In my conversations with you, you tell me how you own your home and have no debt. Turns out Ted Turner had a lot in common with you. Turner, a.k.a. “Captain Outrageous,” liked to buy land, an investment he called “The only thing that lasts.” E.B. Solomont reports in The Wall Street Journal:
Media titan Ted Turner once said he didn’t like to buy anything except land. “It’s the only thing that lasts,” he said in a 2004 interview.
The founder of CNN, who died Wednesday at age 87, owned roughly 2 million acres of land in at least six U.S. states, making him the fourth-largest landowner in the country, according to the Land Report magazine, which ranks land ownership. A conservationist, Turner owned and operated 13 ranches that were home to roughly 45,000 bison, Turner Enterprises said.

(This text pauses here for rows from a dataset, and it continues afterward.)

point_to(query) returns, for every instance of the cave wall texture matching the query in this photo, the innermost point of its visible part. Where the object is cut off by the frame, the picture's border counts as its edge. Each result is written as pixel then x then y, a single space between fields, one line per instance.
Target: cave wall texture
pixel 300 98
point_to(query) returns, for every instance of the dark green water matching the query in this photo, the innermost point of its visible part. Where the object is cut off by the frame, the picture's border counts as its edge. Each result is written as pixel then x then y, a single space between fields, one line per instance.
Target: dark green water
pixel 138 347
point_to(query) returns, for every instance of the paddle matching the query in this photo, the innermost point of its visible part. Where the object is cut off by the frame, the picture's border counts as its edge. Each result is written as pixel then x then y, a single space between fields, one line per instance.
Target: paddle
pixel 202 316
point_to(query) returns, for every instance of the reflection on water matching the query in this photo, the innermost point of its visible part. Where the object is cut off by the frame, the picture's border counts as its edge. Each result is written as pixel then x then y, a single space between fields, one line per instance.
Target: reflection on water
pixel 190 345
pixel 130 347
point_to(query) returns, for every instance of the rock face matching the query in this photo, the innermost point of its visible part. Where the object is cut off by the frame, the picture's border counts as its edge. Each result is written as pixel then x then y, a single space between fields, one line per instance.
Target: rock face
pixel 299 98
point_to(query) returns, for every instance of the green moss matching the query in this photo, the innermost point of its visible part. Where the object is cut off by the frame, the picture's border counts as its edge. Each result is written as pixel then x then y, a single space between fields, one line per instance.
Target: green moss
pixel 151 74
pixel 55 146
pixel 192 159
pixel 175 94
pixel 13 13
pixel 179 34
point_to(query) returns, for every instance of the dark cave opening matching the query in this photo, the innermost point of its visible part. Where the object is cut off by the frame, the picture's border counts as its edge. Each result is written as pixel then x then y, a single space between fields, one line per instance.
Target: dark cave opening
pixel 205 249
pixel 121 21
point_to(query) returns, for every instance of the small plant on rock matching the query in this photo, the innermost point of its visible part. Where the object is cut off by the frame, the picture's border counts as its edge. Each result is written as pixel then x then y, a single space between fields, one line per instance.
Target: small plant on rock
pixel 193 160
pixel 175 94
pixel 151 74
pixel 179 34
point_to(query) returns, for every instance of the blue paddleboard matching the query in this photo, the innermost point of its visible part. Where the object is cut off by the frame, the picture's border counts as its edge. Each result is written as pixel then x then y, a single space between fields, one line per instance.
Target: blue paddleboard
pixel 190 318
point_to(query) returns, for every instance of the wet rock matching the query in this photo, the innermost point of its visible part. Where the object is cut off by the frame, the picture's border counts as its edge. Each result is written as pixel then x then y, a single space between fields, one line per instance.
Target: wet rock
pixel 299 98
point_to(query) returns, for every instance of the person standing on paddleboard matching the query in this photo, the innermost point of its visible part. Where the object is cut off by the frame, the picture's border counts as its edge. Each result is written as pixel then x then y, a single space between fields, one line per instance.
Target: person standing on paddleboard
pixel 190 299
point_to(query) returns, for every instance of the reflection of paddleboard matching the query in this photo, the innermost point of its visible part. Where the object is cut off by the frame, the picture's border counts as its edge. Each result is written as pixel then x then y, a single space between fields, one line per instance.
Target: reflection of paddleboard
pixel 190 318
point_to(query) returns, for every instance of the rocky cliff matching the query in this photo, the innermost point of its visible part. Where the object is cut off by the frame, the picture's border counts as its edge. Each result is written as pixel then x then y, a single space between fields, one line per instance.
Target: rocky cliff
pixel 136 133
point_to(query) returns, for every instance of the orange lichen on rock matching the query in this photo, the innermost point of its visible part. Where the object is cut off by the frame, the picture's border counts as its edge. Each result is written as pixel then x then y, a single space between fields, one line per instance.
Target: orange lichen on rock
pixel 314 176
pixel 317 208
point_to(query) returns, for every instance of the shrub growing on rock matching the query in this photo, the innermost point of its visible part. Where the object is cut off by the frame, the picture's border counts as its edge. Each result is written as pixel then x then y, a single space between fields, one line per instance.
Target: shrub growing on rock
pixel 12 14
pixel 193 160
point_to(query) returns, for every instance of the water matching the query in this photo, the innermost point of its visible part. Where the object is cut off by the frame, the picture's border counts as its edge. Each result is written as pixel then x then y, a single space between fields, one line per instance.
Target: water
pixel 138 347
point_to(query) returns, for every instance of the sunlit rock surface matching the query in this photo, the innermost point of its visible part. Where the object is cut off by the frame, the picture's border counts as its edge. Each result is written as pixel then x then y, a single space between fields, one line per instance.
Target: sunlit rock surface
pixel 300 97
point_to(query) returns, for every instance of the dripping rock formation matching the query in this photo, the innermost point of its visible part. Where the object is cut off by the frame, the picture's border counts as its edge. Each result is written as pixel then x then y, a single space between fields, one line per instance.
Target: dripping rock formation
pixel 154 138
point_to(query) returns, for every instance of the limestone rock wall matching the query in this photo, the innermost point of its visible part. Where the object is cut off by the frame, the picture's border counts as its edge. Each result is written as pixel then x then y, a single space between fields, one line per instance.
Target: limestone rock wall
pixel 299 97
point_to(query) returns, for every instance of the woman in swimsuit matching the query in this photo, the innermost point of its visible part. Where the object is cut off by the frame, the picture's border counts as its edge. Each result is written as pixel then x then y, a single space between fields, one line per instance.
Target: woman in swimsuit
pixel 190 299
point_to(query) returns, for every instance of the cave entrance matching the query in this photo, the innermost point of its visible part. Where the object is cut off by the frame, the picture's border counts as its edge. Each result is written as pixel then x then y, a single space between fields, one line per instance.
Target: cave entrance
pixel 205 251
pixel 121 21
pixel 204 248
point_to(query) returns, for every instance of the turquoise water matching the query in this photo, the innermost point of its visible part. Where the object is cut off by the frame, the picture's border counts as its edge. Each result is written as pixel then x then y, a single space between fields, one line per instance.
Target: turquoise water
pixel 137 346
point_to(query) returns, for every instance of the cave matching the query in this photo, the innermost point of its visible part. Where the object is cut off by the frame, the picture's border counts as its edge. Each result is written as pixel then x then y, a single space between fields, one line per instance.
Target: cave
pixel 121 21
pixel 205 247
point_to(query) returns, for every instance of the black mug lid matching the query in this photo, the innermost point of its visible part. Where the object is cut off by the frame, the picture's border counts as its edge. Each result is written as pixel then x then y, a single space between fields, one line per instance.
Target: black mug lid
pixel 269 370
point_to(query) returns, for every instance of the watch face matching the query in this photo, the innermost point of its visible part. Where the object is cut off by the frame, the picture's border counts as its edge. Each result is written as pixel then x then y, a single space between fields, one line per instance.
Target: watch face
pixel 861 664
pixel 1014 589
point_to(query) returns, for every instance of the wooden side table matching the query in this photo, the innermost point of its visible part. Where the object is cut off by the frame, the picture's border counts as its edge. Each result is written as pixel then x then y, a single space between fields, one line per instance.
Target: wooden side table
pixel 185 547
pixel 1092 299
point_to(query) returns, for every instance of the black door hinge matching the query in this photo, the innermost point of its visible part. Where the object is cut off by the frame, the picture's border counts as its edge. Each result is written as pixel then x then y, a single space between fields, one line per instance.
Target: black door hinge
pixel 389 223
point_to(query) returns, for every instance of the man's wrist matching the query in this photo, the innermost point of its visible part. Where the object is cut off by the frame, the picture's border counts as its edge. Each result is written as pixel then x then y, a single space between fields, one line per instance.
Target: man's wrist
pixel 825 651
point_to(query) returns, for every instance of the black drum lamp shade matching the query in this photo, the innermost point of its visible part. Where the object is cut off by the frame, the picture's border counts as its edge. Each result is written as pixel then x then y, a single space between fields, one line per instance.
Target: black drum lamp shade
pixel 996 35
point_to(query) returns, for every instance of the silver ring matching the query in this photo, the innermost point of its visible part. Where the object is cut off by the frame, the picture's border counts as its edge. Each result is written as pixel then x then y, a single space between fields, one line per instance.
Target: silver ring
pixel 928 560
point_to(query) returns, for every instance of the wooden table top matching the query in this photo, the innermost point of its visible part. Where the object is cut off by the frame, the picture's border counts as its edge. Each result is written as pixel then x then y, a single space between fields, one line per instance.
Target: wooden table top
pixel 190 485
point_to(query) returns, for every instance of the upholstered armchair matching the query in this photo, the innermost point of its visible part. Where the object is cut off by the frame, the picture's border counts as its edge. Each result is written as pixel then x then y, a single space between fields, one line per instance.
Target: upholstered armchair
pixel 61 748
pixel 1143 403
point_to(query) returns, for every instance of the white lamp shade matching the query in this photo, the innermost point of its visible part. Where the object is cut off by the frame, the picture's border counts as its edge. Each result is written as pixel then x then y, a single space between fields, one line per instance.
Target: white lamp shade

Turner’s conservation efforts and eco-tourism initiatives distinguished him from other major land owners, said Eric O’Keefe, editor of the Land Report. “There are lots of people who own lots of acreage,” he said, but what set Turner apart was “what he did in terms of making his land resilient and productive.”
Turner was also a pioneer, O’Keefe said, purchasing large amounts of land in Montana and New Mexico long before others did so, and before land values in those places skyrocketed. He put much of the land into conservation.